The Bush-Obama War on the American Military Family

"The effects of military deployment on the youngest children are only just beginning to be understood," writes Faye Fiore — When Daddy's gone for a whole year. "With the nation at war for eight years, one of the longest stretches in American history, a generation of military children is growing up with a parent in combat," she writes. "War demands a price from military families. Sometimes it's a life, sometimes a limb, sometimes a marriage. But experts are becoming acutely aware that it can also be the well-being of children." She reports:
    According to the Department of Defense, about 2 million children in the U.S. are growing up in military families; an estimated 200,000 have a parent at war at any given time.

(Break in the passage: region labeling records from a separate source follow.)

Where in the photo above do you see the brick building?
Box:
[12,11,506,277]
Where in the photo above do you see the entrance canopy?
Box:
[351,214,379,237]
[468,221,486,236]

    The Pentagon offers programs to help [sic] young families, but the strains of this war are unique from wars past. Deployments are longer and more frequent; some families are on their fifth tour. The stress of the mission is greater across the board — there are no noncombat assignments in Afghanistan or Iraq.

    Rates of divorce and child abuse have climbed. Even in families that appear to be holding up, there is concern over the consequences of interrupting early parent-child bonds, when the service member is gone for a year, home for a year, then gone again. A single deployment can be half a toddler's lifetime.
Remember that Bill Kauffman, who told us in his book Ain't My America: The Long, Noble History of Anti-War Conservatism that "[w]ar... is good for nothing a genuine conservative might cherish," observed at the beginning of these fool wars that "the first casualty of the militarized U.S. state is the family" — George Bush, the Anti-Family President.